The 10 most unexpected things books are made of
What paper is made from.
Human skin: In the past, some books were bound in human skin, which is known as anthropodermic biblioprinting. Although this practice is now considered unethical, some 16th-19th century books bound in human skin are still in circulation.
Metal: Metal books are made by etching text into thin sheets of metal, usually copper or brass. Such books were popular in the early 20th century for advertising purposes, but can still be found today as decorative objects.
Ice: In 2005, an artist created a project called "The Ice Book" by making a book out of frozen water. The pages were made of ice and illuminated from the inside with LED lights.
Chocolate: Chocolate books are a popular gift and are made by cutting text and images into blocks of chocolate. The pages are then stapled together to make a book that can be eaten.
Glass: Glass books are made by etching text onto glass plates. Such books are often used for decorative purposes and can be backlit to create a unique display.

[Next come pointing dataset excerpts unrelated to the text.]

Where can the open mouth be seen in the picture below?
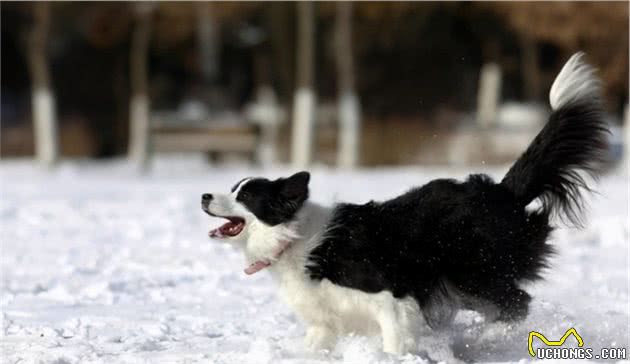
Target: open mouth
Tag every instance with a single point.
(232, 228)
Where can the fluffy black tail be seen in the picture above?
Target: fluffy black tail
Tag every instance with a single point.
(573, 142)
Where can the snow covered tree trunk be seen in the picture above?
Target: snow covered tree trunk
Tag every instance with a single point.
(304, 98)
(42, 97)
(349, 113)
(139, 105)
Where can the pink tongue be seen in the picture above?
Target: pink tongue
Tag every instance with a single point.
(215, 233)
(255, 267)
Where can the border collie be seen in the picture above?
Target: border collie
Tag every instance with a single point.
(399, 266)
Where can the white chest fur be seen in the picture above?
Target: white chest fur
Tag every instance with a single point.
(330, 310)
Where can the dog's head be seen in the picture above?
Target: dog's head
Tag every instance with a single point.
(259, 212)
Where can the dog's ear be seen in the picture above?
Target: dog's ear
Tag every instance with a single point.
(295, 188)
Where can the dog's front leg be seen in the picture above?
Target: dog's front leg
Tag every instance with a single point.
(319, 338)
(397, 338)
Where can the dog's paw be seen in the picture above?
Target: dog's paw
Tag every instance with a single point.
(319, 338)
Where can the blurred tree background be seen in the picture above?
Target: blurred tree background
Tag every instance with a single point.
(416, 64)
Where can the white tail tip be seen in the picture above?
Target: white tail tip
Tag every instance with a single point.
(576, 81)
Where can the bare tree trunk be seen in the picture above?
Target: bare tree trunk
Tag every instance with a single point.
(139, 107)
(626, 133)
(208, 42)
(349, 113)
(304, 99)
(530, 71)
(42, 97)
(488, 94)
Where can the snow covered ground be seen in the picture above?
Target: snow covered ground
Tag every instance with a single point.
(100, 265)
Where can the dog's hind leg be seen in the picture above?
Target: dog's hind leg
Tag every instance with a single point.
(398, 321)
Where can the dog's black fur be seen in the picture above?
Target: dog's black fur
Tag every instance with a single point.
(475, 236)
(466, 242)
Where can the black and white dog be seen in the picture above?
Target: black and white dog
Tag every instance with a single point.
(396, 266)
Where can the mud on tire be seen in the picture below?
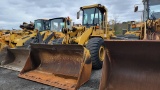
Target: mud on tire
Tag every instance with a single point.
(94, 45)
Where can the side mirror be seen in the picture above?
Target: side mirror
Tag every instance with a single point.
(135, 8)
(78, 14)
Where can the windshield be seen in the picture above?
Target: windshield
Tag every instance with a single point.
(57, 24)
(92, 17)
(38, 24)
(154, 11)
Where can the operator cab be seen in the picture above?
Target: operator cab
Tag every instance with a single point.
(57, 24)
(41, 24)
(92, 15)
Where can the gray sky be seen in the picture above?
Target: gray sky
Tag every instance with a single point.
(14, 12)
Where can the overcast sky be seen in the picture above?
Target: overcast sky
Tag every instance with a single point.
(14, 12)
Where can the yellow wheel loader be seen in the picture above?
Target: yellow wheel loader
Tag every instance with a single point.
(134, 65)
(16, 57)
(13, 58)
(68, 65)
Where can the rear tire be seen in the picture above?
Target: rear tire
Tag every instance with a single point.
(58, 41)
(97, 52)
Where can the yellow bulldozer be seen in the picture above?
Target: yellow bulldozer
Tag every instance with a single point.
(134, 65)
(15, 58)
(68, 65)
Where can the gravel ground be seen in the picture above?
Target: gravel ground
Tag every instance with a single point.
(10, 81)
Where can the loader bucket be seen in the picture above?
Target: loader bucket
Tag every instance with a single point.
(15, 59)
(62, 66)
(131, 65)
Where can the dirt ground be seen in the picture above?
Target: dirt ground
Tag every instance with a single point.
(10, 81)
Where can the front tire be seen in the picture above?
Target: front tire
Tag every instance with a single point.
(96, 47)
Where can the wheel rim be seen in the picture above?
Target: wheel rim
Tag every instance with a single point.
(101, 53)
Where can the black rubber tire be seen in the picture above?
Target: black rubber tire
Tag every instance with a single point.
(58, 41)
(93, 46)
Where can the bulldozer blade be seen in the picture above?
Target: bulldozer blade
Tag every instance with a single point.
(61, 66)
(15, 59)
(131, 65)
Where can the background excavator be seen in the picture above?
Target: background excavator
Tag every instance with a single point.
(68, 65)
(15, 58)
(135, 65)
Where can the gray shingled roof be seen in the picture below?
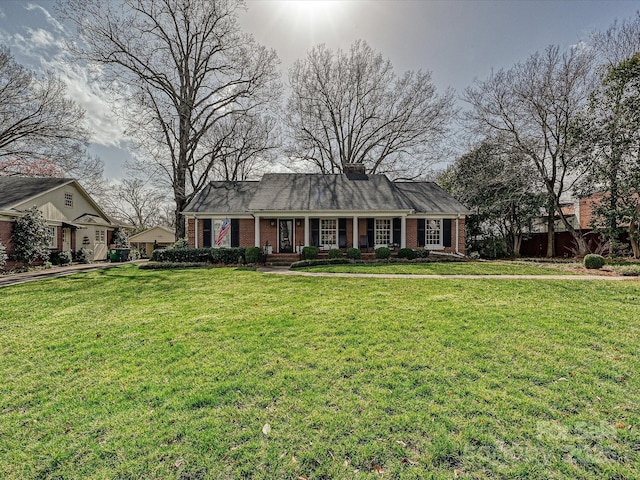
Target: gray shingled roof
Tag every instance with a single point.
(15, 190)
(315, 192)
(224, 197)
(428, 197)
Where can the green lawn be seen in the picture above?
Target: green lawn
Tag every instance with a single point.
(457, 268)
(215, 373)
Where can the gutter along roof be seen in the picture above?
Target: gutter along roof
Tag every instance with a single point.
(284, 192)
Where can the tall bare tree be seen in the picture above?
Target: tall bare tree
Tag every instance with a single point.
(41, 129)
(351, 107)
(136, 202)
(533, 107)
(181, 67)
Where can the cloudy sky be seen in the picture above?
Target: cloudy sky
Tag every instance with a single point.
(456, 40)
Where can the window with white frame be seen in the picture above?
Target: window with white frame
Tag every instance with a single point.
(225, 241)
(52, 237)
(433, 233)
(328, 233)
(383, 232)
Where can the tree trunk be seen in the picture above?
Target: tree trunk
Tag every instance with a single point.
(551, 231)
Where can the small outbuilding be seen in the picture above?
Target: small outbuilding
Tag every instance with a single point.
(149, 240)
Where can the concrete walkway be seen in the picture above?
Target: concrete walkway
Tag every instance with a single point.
(33, 275)
(286, 271)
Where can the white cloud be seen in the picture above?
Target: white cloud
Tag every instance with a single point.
(49, 18)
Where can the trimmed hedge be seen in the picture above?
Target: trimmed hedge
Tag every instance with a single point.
(594, 261)
(225, 256)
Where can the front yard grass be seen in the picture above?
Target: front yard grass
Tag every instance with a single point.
(216, 373)
(495, 267)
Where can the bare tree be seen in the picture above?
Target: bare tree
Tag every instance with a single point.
(181, 67)
(533, 106)
(135, 202)
(350, 107)
(41, 129)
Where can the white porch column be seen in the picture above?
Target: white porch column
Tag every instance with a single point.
(195, 221)
(256, 239)
(356, 243)
(306, 231)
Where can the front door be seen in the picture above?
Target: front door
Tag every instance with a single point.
(285, 235)
(66, 239)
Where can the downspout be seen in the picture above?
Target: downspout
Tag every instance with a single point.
(195, 220)
(458, 234)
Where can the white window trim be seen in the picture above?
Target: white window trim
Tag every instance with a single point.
(326, 246)
(68, 195)
(52, 237)
(376, 229)
(215, 228)
(433, 246)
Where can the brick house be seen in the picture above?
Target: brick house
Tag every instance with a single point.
(289, 211)
(74, 220)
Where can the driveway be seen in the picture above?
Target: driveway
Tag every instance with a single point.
(17, 278)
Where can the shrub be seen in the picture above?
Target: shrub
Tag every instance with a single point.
(354, 253)
(407, 253)
(253, 254)
(181, 243)
(84, 255)
(226, 256)
(594, 261)
(310, 253)
(65, 257)
(30, 238)
(3, 256)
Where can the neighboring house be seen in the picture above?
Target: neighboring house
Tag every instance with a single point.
(156, 237)
(289, 211)
(74, 219)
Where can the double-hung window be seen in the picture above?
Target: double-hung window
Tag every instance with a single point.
(433, 233)
(328, 233)
(225, 241)
(383, 232)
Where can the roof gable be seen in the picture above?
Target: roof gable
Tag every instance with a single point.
(278, 192)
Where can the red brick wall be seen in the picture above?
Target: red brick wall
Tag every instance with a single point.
(247, 232)
(412, 233)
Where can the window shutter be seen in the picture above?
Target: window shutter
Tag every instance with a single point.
(235, 232)
(421, 232)
(315, 231)
(446, 232)
(342, 233)
(370, 232)
(397, 226)
(206, 232)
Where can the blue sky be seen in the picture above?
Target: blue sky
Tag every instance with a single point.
(456, 40)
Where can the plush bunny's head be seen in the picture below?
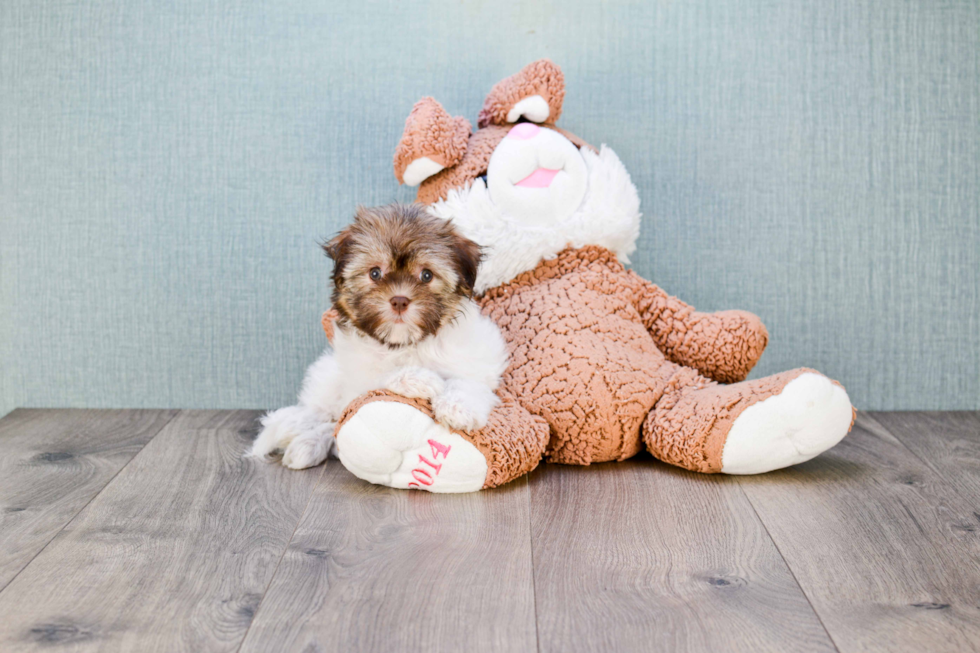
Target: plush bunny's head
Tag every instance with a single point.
(520, 186)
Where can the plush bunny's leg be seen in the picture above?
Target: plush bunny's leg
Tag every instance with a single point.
(749, 427)
(391, 440)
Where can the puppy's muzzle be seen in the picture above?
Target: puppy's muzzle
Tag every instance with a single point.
(399, 304)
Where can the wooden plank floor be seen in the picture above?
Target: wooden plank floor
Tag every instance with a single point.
(147, 531)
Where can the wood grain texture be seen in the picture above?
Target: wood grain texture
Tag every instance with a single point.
(375, 569)
(642, 556)
(949, 443)
(174, 554)
(875, 538)
(51, 465)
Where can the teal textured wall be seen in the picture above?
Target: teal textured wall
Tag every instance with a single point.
(167, 167)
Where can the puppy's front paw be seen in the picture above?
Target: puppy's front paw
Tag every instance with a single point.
(464, 405)
(415, 383)
(456, 414)
(309, 449)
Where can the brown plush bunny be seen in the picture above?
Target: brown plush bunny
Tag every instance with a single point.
(602, 362)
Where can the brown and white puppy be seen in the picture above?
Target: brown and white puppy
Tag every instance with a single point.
(400, 274)
(403, 281)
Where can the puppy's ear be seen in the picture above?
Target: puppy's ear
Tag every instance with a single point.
(468, 257)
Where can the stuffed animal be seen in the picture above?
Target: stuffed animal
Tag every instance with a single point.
(603, 363)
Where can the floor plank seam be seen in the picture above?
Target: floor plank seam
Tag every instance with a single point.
(788, 566)
(87, 503)
(534, 588)
(285, 549)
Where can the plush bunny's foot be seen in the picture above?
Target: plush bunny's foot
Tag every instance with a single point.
(394, 444)
(809, 416)
(749, 427)
(391, 440)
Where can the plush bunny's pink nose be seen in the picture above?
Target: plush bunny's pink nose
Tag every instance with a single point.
(523, 131)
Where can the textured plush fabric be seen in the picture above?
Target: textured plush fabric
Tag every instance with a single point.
(431, 132)
(594, 348)
(541, 78)
(513, 441)
(166, 170)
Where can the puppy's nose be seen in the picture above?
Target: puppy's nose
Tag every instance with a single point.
(399, 303)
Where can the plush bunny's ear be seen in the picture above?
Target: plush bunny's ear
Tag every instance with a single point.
(536, 93)
(432, 140)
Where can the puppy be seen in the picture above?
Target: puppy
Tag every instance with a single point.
(402, 288)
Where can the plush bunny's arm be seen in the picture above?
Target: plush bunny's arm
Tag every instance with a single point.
(723, 346)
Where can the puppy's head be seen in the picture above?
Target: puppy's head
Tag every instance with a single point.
(400, 273)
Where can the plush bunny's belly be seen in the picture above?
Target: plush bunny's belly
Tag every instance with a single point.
(580, 356)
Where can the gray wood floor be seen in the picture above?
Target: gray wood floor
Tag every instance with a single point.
(147, 531)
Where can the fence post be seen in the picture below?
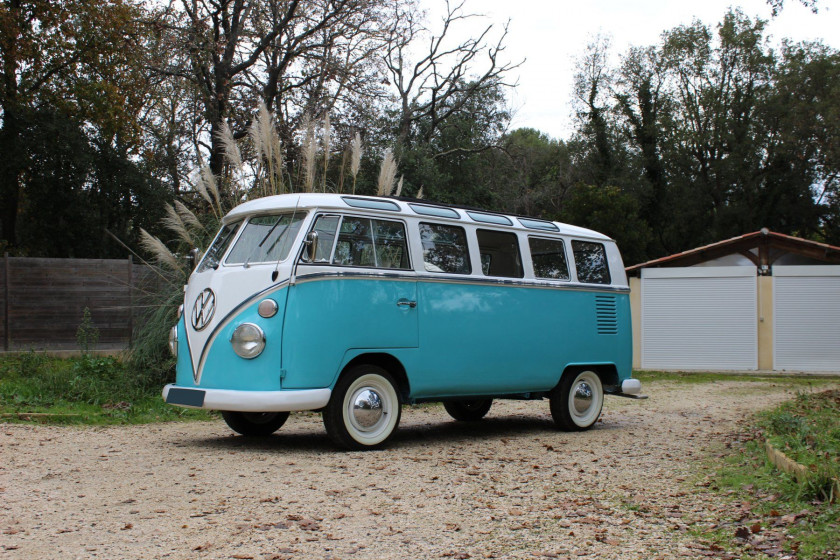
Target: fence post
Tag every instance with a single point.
(130, 301)
(8, 338)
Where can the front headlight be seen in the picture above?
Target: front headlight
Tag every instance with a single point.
(173, 340)
(248, 341)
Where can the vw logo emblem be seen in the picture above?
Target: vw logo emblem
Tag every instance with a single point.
(203, 309)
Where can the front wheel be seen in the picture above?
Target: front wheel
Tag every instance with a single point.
(576, 403)
(468, 410)
(255, 423)
(364, 409)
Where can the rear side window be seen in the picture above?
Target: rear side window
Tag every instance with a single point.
(445, 249)
(499, 253)
(549, 258)
(591, 262)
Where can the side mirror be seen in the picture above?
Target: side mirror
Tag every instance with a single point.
(310, 249)
(192, 257)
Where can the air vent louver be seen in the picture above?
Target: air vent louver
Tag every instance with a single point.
(606, 315)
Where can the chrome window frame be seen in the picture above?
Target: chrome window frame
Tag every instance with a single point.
(341, 216)
(562, 241)
(242, 226)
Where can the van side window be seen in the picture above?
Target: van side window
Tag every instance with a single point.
(266, 239)
(591, 262)
(371, 243)
(325, 226)
(499, 253)
(549, 258)
(445, 249)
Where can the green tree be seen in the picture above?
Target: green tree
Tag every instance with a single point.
(76, 59)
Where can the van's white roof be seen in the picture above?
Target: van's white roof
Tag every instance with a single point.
(306, 201)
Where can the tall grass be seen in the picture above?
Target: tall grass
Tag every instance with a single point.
(159, 298)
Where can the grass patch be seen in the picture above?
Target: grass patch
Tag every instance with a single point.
(87, 389)
(699, 377)
(807, 430)
(771, 513)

Stone: Stone books have been found in various cultures throughout history. These books were usually made by carving text and images into stone tablets or slabs.
Wood: Wooden books were popular in the Middle Ages and were often used for religious texts. Pages were made of thin slats of wood that were covered with parchment or vellum.
Bamboo: Bamboo books were popular in China during the Tang Dynasty. Pages were made of thin strips of bamboo, which were held together by silk or leather.
Papyrus: Papyrus was used in ancient Egypt to make books. Pages were made from the core of the papyrus plant, which was flattened and woven to create a sturdy surface for writing.
Recycled materials: Today, many books are made from recycled materials such as paper, cardboard, and cloth. Such books are often created by independent publishers and are a way of reducing waste and promoting sustainable development.
Maria Grinevich, project manager, journalist, co-author of Guidebook Sacred Mountains of the Dnieper Region, Lecture Course: Cult Topography of the Middle Dnieper Region.